A python library for spectral-zone-level explanations in machine learning models trained on spectral data (XRF, GRSm Raman, etc.)

These details have not been verified by PyPI

Project links

Project description

SMX

SMX Logo

This is the official repository for the spectral-model-explainer (SMX) library, an eXplainable AI tool designed to provide explanations for machine learning models trained on spectral data (e.g., XRF, GRS, Raman, and related modalities).
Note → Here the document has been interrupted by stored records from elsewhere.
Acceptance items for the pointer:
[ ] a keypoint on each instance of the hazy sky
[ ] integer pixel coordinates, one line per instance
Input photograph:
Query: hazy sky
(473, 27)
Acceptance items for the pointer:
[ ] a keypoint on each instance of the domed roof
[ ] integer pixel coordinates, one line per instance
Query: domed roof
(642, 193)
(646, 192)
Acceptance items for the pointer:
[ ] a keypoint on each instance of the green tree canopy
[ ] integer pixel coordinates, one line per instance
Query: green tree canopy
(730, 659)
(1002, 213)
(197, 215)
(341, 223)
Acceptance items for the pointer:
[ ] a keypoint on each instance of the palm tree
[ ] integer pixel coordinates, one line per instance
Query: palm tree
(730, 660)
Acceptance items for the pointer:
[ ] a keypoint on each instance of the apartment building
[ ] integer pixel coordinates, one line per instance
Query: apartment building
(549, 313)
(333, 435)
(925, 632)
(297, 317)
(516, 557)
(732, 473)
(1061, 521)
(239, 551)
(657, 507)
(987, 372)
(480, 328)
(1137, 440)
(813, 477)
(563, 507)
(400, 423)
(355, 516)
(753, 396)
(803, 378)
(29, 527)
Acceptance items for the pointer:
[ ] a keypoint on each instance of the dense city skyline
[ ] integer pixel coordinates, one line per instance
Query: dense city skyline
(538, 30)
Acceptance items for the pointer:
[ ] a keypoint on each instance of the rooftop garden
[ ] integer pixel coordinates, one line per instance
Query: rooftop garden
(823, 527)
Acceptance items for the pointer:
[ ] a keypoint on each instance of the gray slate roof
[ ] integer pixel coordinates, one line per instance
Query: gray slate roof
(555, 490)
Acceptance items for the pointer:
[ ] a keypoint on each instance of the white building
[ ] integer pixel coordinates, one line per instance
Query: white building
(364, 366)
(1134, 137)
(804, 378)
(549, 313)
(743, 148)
SMX is a post-hoc, global, model-agnostic framework that explains spectral-based ML classifiers directly in terms of expert-informed spectral zones. It aggregates each zone via PCA, formulates quantile-based logical predicates, estimates their relevance through perturbation experiments within stochastic subsamples, and integrates the results into a directed weighted graph whose global structure is summarized by Local Reaching Centrality. A distinctive feature is threshold spectrum reconstruction, which back-projects each predicate's decision boundary into the original spectral domain in natural measurement units, enabling practitioners to visually compare their spectra against the model-related boundaries.

Method Overview in the Library

The high-level workflow is implemented in the SMX pipeline class and can also be executed component-by-component through the public API:

spectral zone extraction
zone aggregation (typically PCA-based)
predicate generation from quantiles
bagging-based robustness evaluation
predicate relevance scoring
directed graph construction
centrality-based ranking and optional mapping back to natural scale

This implementation allows both:

end-to-end execution through a single pipeline object
advanced control through direct use of dedicated classes/functions

Spectral Zone Construction

The method starts by partitioning the spectral axis into zones using extract_spectral_zones. Input spectra are expected as a DataFrame in which columns represent numeric spectral positions (energies, wavelengths, channels, etc.).
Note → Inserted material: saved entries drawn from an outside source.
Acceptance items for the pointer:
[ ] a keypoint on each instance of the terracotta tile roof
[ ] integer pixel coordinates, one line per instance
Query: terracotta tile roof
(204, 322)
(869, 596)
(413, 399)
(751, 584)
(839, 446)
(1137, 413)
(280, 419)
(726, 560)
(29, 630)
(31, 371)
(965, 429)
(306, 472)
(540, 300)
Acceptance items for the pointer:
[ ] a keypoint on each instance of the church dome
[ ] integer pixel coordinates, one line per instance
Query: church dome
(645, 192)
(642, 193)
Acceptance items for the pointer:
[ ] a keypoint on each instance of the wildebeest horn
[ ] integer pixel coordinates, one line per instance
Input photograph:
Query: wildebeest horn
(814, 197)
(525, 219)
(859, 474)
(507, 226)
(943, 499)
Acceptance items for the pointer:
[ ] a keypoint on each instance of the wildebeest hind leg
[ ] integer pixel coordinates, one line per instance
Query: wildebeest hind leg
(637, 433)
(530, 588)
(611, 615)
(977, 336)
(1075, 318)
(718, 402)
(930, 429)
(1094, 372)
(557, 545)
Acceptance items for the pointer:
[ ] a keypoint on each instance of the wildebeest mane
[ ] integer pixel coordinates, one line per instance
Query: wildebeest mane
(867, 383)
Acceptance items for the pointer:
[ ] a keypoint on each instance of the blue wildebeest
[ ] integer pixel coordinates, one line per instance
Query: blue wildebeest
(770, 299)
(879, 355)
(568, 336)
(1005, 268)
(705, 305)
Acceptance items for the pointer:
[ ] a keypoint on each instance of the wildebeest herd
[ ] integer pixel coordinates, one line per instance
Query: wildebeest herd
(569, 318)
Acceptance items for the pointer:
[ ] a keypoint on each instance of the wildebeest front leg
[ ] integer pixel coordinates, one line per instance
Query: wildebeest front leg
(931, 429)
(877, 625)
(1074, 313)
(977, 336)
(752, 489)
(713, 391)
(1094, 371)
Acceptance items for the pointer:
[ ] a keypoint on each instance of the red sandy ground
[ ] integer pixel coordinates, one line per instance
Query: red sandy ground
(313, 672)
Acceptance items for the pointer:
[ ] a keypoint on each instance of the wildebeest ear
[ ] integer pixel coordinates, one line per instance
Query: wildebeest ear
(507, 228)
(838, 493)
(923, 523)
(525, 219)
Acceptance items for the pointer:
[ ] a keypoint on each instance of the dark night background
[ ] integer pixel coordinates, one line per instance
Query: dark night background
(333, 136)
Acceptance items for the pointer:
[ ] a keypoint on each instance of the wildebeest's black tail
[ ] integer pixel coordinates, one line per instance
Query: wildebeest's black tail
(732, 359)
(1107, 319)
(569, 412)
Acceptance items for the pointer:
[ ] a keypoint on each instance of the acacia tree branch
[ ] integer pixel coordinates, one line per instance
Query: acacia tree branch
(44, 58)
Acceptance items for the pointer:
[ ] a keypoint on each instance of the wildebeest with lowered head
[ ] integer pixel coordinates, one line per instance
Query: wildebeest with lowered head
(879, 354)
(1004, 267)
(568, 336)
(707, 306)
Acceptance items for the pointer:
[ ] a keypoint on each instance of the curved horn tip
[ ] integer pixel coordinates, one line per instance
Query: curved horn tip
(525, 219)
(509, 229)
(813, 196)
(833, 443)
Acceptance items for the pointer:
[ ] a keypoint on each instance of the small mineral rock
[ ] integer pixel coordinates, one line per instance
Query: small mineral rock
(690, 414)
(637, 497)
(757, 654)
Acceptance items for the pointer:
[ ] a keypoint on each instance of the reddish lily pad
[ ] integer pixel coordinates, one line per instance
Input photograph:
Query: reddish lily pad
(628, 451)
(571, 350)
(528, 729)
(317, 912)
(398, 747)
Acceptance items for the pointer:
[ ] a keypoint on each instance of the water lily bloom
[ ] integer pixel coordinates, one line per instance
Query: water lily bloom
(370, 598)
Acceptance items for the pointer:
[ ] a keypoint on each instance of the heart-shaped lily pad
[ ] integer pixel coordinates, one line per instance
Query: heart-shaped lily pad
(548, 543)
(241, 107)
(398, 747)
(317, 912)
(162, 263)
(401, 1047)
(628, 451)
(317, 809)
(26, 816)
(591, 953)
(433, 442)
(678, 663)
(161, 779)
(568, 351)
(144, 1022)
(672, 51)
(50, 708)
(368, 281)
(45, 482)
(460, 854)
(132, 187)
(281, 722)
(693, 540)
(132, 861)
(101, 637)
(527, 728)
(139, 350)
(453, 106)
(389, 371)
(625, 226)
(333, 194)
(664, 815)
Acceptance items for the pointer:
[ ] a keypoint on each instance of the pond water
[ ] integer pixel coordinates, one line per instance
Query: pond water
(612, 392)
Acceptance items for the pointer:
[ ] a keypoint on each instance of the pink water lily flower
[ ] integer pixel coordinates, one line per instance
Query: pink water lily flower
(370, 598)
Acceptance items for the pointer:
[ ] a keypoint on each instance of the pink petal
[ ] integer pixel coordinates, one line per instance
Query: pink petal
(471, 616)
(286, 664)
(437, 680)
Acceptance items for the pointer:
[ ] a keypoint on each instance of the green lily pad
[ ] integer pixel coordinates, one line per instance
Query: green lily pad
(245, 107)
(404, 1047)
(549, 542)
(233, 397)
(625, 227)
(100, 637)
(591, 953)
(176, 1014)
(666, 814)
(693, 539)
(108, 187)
How zones must be provided

The cuts argument accepts multiple valid formats:

(start, end)
(name, start, end)
(name, start, end, group)
{name, start, end}
{name, start, end, group}

Important behavior:

boundaries are interpreted numerically and inclusively
if start > end, the library automatically reorders them
grouped cuts (same group) are concatenated into one merged zone
non-grouped cuts are kept as independent zones

This flexibility enables both physically meaningful elemental regions and composite regions such as aggregated background segments.

Predicate Construction from Zone Scores

After extraction, each zone is transformed into one scalar score per sample (default strategy: PC1 score via ZoneAggregator(method="pca")). These zone-level summaries are the basis for predicate generation.
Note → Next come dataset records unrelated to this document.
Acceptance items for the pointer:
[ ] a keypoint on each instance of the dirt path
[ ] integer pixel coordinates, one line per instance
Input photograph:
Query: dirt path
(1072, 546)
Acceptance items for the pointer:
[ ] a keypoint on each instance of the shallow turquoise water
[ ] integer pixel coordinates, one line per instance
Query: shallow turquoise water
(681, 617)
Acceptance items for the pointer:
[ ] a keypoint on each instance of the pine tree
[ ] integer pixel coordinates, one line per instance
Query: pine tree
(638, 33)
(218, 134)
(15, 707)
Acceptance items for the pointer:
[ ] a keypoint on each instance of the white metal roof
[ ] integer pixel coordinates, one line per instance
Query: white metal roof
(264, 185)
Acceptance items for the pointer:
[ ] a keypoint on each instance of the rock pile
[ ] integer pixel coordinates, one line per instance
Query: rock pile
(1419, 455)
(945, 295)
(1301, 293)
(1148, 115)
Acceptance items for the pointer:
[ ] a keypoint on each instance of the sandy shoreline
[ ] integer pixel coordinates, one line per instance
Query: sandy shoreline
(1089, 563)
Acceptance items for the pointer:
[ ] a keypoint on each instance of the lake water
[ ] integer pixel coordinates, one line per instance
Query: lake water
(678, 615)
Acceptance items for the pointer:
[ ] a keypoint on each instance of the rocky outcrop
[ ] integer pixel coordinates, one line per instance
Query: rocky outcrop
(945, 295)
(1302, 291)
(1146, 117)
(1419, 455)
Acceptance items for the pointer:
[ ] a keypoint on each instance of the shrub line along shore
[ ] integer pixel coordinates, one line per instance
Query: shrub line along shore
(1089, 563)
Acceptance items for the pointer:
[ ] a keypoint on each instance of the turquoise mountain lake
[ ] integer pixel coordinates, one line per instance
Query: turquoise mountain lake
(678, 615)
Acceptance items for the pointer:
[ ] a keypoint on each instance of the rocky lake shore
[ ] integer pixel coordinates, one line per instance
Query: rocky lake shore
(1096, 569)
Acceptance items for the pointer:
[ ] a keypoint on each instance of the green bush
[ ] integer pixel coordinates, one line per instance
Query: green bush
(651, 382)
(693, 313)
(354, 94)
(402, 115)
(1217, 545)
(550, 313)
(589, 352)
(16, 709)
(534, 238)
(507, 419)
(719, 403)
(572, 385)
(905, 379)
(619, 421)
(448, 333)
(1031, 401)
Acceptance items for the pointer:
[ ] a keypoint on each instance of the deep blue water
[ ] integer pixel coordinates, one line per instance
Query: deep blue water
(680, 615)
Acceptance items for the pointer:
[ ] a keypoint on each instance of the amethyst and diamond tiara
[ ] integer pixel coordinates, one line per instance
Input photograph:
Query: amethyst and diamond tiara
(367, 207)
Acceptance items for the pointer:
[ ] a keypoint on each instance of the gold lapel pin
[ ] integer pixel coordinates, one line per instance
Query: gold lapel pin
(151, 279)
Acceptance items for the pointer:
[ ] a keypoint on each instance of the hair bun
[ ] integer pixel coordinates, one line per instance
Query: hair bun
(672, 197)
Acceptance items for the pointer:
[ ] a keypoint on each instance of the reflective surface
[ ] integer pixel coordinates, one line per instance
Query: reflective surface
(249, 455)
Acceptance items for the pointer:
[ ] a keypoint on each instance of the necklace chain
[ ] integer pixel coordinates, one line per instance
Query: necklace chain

PredicateGenerator creates binary threshold predicates from a user-defined set of quantiles. For each zone and each quantile value q, two complementary predicates are produced:

zone <= threshold(q)
zone > threshold(q)

Therefore, if k quantiles are provided, the initial candidate set is 2k predicates per zone (before duplicate removal). Duplicate rules are automatically removed when quantiles collapse to identical threshold values.

Bagging and Robustness Hyperparameters

SMX estimates predicate robustness through repeated bagging cycles. In the high-level pipeline, this is controlled primarily by:

n_bags: number of bags generated per repetition (seed)
n_repetitions: number of independent repetitions (seed loop)
n_samples_fraction: fraction of samples drawn in each bag
quantiles: quantile grid that defines predicate thresholds

Operationally:

each repetition creates a new random context for bag generation
each bag evaluates which predicates are sufficiently supported by sampled data
predicates with very low support in a bag are discarded for that bag
final rankings are aggregated across valid repetitions to reduce seed sensitivity

This design makes the explanation less dependent on a single random split and more representative of stable decision behavior.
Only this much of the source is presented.